Toch zijn dit belangrijke gegevens die wel iets zeggen over de kwaliteit. Op dit moment is de Consumentbond aan het onderzoeken hoe de gegevens van de PI, naast andere gegevens die relevant kunnen zijn voor patiënten, kunnen worden vertaald naar informatie die inzichtelijk en relevant is voor het publiek. Last but not least is het overigens zo dat dergelijke krantenberichten wellicht wel aanleiding zijn voor ziekenhuizen die laag scoren om hun eigen prestaties nog eens kritisch onder de loep te nemen. De verbeteringen die hiervan het gevolg kunnen zijn, zijn uiteraard het meest relevant voor de patiënten.

Hoe verder?
De IGZ zal dit najaar komen met de nieuwe set prestatie-indicatoren voor volgend jaar. Naar aanleiding van de ervaring met de huidige set zal de nieuwe set iets worden bijgesteld. Uitgangspunt is echter dat de set zoveel mogelijk ongewijzigd blijft.

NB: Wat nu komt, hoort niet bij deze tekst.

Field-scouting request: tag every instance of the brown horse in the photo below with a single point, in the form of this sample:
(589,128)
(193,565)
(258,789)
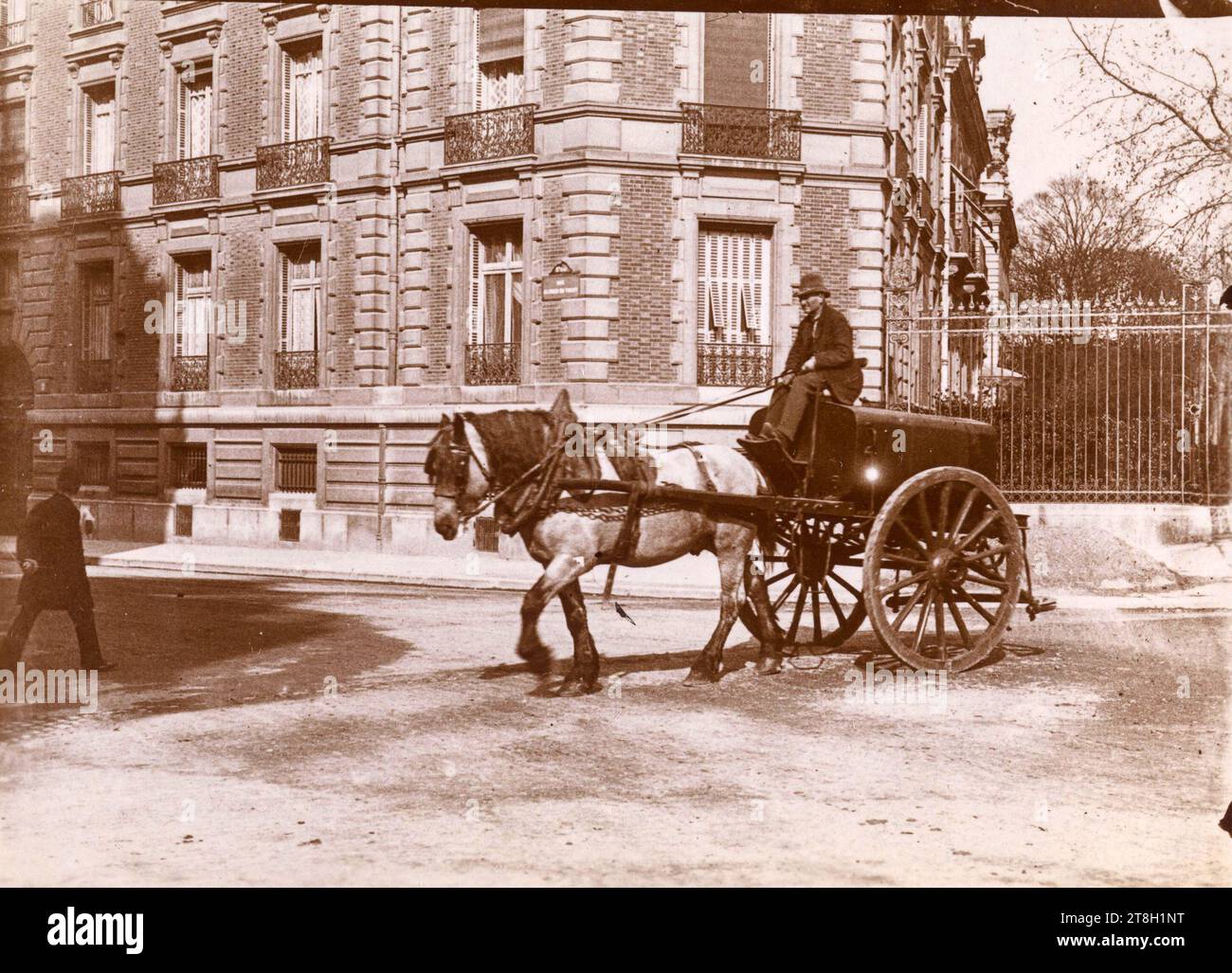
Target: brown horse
(475,456)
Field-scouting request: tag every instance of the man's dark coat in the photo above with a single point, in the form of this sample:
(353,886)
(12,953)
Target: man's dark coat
(52,536)
(826,337)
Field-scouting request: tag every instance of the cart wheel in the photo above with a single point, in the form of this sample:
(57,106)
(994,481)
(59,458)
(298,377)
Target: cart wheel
(812,602)
(944,545)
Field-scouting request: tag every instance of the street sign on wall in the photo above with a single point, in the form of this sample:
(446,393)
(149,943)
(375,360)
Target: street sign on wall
(561,283)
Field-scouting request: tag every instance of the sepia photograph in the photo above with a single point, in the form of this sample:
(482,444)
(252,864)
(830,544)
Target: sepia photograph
(769,446)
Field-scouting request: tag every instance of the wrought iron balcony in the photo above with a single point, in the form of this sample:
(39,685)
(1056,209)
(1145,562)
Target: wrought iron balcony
(292,163)
(12,33)
(82,196)
(493,365)
(491,135)
(98,11)
(185,180)
(295,369)
(94,374)
(190,373)
(13,205)
(740,132)
(727,364)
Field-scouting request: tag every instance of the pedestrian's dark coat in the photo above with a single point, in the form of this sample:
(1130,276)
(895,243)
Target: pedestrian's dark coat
(826,336)
(52,536)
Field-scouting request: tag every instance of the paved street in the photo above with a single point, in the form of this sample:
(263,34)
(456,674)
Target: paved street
(280,731)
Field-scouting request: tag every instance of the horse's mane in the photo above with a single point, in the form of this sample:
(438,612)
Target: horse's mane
(514,439)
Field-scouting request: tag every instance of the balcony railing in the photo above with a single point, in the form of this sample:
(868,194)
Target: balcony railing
(190,373)
(94,374)
(295,369)
(728,364)
(185,180)
(292,163)
(98,11)
(491,135)
(13,206)
(82,196)
(740,132)
(493,365)
(12,33)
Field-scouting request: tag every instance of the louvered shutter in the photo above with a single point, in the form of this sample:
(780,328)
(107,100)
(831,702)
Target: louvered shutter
(283,300)
(181,121)
(87,134)
(179,309)
(284,99)
(476,318)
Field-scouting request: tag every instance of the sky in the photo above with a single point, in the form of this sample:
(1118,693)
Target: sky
(1025,69)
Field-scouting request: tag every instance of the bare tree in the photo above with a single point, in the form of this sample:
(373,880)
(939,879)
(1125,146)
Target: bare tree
(1079,239)
(1165,110)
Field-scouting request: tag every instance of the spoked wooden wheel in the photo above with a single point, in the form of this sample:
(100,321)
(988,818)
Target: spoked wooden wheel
(812,602)
(943,569)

De iBMG voert in opdracht van de IGZ een evaluatieonderzoek uit naar de effecten die de prestatie-indicatoren teweegbrengen. Nadat gegevens van meerdere jaren beschikbaar komen, kan onderzocht worden in hoeverre de kwaliteit van de Nederlandse ziekenhuiszorg daadwerkelijk is verbeterd.

Conclusies
De basisset prestatie-indicatoren van dit jaar, een eerste stap in een groeimodel, is nog onvoldoende om de kwaliteit van de hele ziekenhuiszorg goed in kaart te brengen. De opbrengsten van deze set zijn desondanks groot. Zo is de IGZ is in staat om op efficiëntere en effectievere wijze toe te zien op de kwaliteit van de Nederlandse ziekenhuiszorg. Ook is een belangrijke stap gezet naar meer transparantie van de zorg. Tot slot is op enkele punten is nu al te zien dat er kwaliteitswinst te behalen is.

Dr. A. van Straten, drs. Y. Meijerink en prof. dr. M. Berg zijn werkzaam bij het Instituut Beleid en Management Gezondheidszorg aan de Erasmus Universiteit Rotterdam.

Noot
Bron: Algemeen Dagblad 14 oktober 2004, zie ook www.ad.nl/ziekentiuistop100.